2001 : WHAT QUESTIONS HAVE DISAPPEARED?

sherry_turkle's picture
Abby Rockefeller Mauzé Professor of the Social Studies of Science and Technology, MIT; Internet Culture Researcher; Author, The Empathy Diaries
Can you have an artificial intelligence?

Progress in the domain that Marvin Minsky once characterized as "making machines do things that would be considered intelligent if done by people" has not been as dramatic as its founders might once have hoped, but the penetration of machine cognition into everyday life (from the computer that plays chess to the computer that determines if your toast is done) has been broad and deep. We now the term "intelligent" to refer to the kind of helpful smartness embedded in such objects. So the language has shifted and the question has disappeared. But until recently, there was a tendency to limit appreciation of machine mental prowess to the realm of the cognitive. In other words, acceptance of artificial intelligence came with a certain "romantic reaction." People were willing to accept that simulated thinking might well be deemed thinking, but simulated feeling was not feeling. Simulated love could never be love.

These days, however, the realm of machine emotion has become a contested terrain. There is research in "affective computing" and in robotics which produces virtual pets and digital dolls — objects that present themselves as experiencing subjects. In artificial intelligence's "essentialist" past, researchers tried to argue that the machines they had built were "really" intelligent. In the current business of building machines that self-present as "creatures," the work of inferring emotion is left in large part to the user. The new artificial creatures are designed to push our evolutionary buttons to respond to their speech, their gestures, and their demands for nurturance by experiencing them as sentient, even emotional. And people are indeed inclined to respond to creatures they teach and nurture by caring about them, often in spite of themselves. People tell themselves that the robot dog is a program embodied in plastic, but they become fond of it all the same. They want to care for it and they want it to care for them.

In cultural terms, old questions about machine intelligence has given way to a question not about the machines but about us: What kind of relationships is it appropriate to have with a machine?
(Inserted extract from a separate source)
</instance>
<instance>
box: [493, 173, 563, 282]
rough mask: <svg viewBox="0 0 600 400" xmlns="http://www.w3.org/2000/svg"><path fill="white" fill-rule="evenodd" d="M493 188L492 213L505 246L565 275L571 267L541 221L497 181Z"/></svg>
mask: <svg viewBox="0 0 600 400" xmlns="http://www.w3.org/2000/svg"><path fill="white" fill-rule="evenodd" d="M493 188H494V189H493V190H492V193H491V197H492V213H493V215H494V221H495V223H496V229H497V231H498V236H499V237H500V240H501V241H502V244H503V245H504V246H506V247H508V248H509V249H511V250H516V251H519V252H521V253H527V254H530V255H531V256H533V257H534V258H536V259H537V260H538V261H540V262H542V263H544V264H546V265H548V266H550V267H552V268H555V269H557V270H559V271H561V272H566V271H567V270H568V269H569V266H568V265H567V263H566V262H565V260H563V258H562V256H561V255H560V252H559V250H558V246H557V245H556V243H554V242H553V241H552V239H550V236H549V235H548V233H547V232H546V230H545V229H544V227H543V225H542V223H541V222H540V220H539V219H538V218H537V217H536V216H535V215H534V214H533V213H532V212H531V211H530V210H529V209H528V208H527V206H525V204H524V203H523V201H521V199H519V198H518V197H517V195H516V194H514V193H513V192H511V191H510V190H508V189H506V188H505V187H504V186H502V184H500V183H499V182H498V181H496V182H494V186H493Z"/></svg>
It is significant that this question has become relevant in a day-to-day sense during a period of unprecedented human redefinition through genomics and psychopharmacology, fields that along with robotics, encourage us to ask not only whether machines will be able to think like people, but whether people have always thought like machines

SHERRY TURKLE is a professor of the sociology of science at MIT. She is the author of Life on the Screen: Identity in the Age of the Internet; The Second Self: Computers and the Human Spirit; and Psychoanalytic Politics: Jacques Lacan and Freud's French Revolution.